Gabriel baissa les yeux vers son téléphone. La chaîne d’information diffusait les dernières données sur les victimes. Soudain, il réalisa quelque chose et retourna précipitamment au 57ᵉ étage, à son laboratoire. Fouillant frénétiquement un casier métallique rempli d’équipements, il en sortit une boîte argentée. Les mains tremblantes, il retira la clé USB qu’il portait autour du cou et l’inséra dans l’appareil. L’écran s’illumina, révélant progressivement la silhouette d’une fillette.

« Papa... » La voix enfantine le transperça. Gabriel ferma les yeux, sa poitrine se soulevant violemment.
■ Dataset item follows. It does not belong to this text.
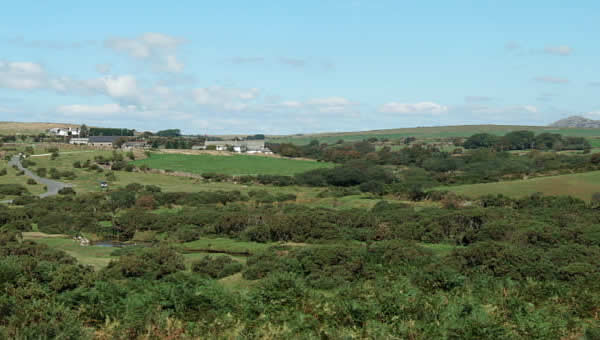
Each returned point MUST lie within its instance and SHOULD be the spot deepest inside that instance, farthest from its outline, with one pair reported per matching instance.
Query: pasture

C'était la 972ᵉ fois qu'il utilisait l'ordinateur quantique 330A pour entraîner la conscience de sa fille depuis qu'il avait quitté l'Institut de Recherche en Vie Numérique de New York. Elle était morte dans un accident de voiture. Il avait tout tenté pour la "ramener" en utilisant une sauvegarde numérique de sa conscience. Cependant, en raison des limites de la puissance de calcul, chaque interaction ne pouvait durer que deux minutes. Ce qui était encore plus cruel, c'était que la recherche sur la vie numérique, jugée instable et incontrôlable, soulevant surtout des questions éthiques, avait été officiellement interdite par la loi il y a cinq ans.